A long time ago, when I worked in Sweden’s Socialized health care system, there were no incentives to see more patients.
In the hospital and in the outpatient offices there were scheduled coffee breaks at 10 and at 3 o’clock, lunch was an hour, and everyone left on the dot at five. On-call work was reimbursed as time off. Any extra income would have been taxed at the prevailing marginal income tax rate of somewhere around 80%.
There was, in my view, a culture of giving less than you were able to, a lack of urgency, and a patient-unfriendly set of barriers. One example: most clinics took phone calls only for an hour or two in the morning.
After that, there was no patient access; no additions were made to providers’ schedules, even if some patients didn’t keep their appointments, not that there was a way to call and make a same-day cancellation.
As my father always said: “There must be a reward for working”.
But, high productivity can sometimes mean churning out patient visits without accomplishing much, or it can mean providing unnecessary care just to increase revenue. For example, some of my patients who spend winters in warmer climates come back with tall tales of excessive testing while away.

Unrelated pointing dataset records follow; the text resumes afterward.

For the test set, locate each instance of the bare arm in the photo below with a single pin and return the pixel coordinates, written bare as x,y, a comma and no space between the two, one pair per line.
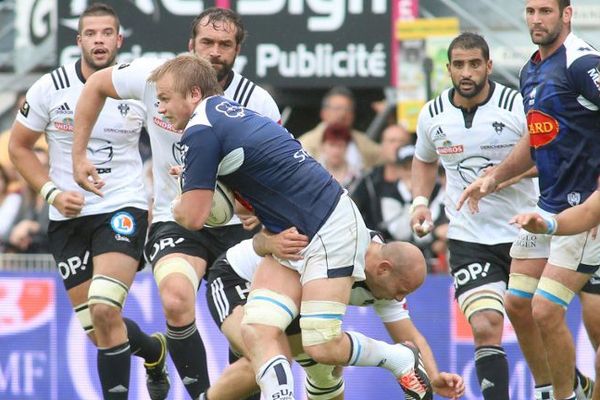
574,220
20,148
192,208
518,162
423,177
286,244
98,87
444,383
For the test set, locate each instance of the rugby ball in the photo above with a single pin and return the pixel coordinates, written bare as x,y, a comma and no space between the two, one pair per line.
223,206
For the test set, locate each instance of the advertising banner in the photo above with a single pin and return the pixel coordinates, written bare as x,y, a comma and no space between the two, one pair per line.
291,43
45,355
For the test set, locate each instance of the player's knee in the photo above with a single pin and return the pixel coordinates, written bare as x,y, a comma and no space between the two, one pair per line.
176,266
321,324
322,381
487,327
106,298
550,303
489,302
266,307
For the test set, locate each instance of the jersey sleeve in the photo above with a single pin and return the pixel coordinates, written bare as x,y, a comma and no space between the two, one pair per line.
425,148
391,310
129,79
201,157
35,113
584,73
263,103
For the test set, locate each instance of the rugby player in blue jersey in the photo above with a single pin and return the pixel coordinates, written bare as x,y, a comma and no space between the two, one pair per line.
267,167
561,97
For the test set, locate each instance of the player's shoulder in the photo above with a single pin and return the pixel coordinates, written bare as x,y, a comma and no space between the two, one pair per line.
577,49
437,106
506,98
244,91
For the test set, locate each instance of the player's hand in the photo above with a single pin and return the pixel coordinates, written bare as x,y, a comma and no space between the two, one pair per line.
475,191
86,176
531,222
249,221
421,221
448,385
287,244
69,203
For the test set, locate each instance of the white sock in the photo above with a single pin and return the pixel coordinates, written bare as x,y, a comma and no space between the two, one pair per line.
368,352
275,379
543,392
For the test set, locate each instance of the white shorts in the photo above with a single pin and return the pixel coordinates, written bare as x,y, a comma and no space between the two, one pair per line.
338,249
577,252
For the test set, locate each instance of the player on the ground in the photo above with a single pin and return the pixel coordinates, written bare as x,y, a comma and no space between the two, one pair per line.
392,271
561,96
179,257
97,242
286,187
470,127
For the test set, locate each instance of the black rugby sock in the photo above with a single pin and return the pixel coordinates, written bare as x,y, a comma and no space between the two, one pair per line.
189,356
142,344
492,372
113,368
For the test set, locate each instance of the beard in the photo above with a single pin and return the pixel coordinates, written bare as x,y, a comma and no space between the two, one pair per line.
549,38
89,59
223,71
474,91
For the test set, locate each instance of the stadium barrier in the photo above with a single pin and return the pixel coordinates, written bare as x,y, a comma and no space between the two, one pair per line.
44,354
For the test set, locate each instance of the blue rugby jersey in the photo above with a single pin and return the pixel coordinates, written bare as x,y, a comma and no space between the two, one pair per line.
561,97
261,161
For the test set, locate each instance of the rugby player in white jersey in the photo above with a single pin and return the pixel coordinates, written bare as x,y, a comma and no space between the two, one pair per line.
179,257
97,242
468,128
229,284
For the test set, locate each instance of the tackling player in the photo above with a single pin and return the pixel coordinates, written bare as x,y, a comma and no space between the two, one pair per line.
97,242
392,271
179,257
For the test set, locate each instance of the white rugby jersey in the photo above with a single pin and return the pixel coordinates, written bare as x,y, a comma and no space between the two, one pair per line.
466,143
113,146
244,261
130,82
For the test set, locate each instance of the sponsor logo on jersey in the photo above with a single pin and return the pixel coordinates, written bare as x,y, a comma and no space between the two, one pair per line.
123,223
439,134
543,128
164,124
450,149
66,125
123,109
594,73
64,109
230,110
498,126
574,198
24,110
25,304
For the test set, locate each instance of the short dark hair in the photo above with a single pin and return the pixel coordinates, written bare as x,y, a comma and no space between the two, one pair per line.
337,91
562,4
216,14
189,71
469,40
98,10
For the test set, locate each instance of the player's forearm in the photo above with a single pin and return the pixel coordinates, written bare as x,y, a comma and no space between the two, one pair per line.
518,162
29,166
580,218
423,177
90,104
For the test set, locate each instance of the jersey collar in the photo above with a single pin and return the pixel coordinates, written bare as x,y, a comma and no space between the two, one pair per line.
79,72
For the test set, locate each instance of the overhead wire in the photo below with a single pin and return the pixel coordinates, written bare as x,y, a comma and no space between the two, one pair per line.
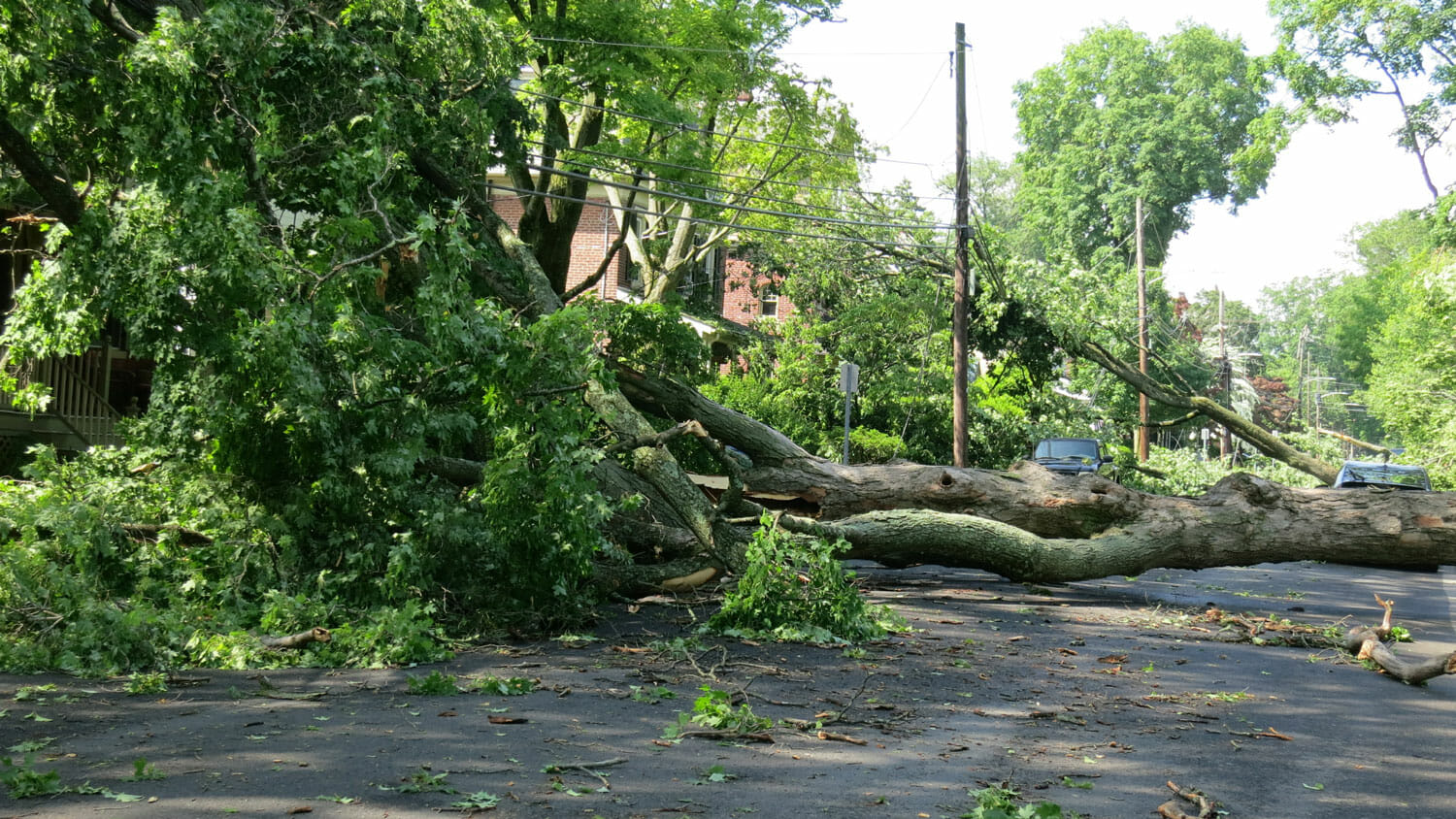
725,206
561,171
716,223
728,137
721,174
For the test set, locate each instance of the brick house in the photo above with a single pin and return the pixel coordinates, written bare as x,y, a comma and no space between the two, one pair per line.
727,300
93,390
90,392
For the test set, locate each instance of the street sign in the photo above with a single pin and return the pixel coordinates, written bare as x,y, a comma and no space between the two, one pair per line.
847,377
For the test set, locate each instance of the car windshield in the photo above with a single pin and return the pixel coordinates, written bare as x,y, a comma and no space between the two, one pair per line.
1060,448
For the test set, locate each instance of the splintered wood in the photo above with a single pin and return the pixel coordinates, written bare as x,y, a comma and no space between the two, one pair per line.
1369,643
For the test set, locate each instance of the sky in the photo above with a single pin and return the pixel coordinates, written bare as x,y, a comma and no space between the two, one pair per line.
890,60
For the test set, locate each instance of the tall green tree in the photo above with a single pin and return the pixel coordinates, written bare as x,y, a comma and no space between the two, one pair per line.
1121,116
1337,51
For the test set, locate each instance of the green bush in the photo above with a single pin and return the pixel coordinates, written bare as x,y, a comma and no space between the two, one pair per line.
795,589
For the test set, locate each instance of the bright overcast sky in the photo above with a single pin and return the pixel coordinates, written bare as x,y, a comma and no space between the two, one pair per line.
890,60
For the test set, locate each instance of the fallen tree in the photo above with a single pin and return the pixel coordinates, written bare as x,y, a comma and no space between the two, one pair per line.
1028,524
363,305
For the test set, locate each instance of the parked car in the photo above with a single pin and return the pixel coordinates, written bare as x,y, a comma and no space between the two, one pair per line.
1075,455
1374,473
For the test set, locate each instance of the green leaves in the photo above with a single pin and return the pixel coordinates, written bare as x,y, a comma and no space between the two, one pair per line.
1121,116
797,591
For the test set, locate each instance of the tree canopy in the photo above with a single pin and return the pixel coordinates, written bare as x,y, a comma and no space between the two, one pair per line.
1123,116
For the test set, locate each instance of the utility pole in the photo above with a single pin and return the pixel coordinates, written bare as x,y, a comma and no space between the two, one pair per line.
1304,413
1225,383
960,311
1143,429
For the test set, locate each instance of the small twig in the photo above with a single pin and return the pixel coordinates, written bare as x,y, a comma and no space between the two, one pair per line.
587,769
1174,810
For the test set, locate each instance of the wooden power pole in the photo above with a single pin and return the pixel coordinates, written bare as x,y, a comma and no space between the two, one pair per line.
1143,429
960,311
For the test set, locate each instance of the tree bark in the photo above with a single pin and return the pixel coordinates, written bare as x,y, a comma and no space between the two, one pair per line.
1028,524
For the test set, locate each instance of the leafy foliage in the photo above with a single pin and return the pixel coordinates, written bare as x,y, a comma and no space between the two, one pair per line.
1121,116
995,802
715,710
797,591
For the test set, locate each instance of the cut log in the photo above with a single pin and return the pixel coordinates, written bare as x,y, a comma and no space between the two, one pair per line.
1369,643
1028,524
297,640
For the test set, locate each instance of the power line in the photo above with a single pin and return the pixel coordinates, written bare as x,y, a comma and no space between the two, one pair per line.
740,209
727,175
743,227
727,137
728,191
739,51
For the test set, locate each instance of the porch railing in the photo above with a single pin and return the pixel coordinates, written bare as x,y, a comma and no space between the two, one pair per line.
78,402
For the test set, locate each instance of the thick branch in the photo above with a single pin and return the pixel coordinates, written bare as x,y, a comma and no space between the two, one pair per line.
46,180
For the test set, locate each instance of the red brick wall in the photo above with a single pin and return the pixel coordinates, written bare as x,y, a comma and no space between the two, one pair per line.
745,291
742,291
594,235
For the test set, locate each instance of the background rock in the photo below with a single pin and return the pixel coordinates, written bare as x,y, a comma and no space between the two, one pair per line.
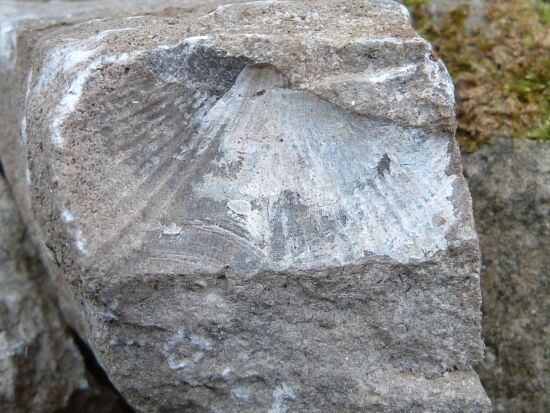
510,185
254,207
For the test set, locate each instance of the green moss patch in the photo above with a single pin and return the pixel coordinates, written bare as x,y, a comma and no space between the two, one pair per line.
501,71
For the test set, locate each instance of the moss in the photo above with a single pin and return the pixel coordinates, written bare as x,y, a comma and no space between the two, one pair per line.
501,72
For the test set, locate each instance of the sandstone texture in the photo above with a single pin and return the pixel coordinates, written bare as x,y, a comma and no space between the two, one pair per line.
510,184
41,368
251,207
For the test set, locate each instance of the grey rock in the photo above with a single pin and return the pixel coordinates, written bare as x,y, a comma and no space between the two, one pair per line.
41,368
510,184
252,207
476,11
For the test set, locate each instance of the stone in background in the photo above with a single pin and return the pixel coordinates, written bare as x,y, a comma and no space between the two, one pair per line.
510,185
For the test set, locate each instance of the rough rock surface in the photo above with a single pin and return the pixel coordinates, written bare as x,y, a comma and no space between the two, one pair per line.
41,368
252,207
510,184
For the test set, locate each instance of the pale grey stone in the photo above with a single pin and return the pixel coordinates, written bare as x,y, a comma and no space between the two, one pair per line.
252,207
510,184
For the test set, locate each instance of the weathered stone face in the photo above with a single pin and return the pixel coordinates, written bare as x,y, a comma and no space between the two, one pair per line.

A recent Wall Street Journal article offers an interactive display of doctors who collect the highest Medicare payments. The difference between providers in the same specialties across the country makes interesting reading. It is hard to imagine that many individual doctors are billing Medicare more than $10,000,000 per year.
So it might make sense to insure against paying for excessive care by also demanding a certain level of quality.
But defining quality is fraught with scientific and ethical problems, since quality targets really aren’t, or shouldn’t be, the same for all of our patients.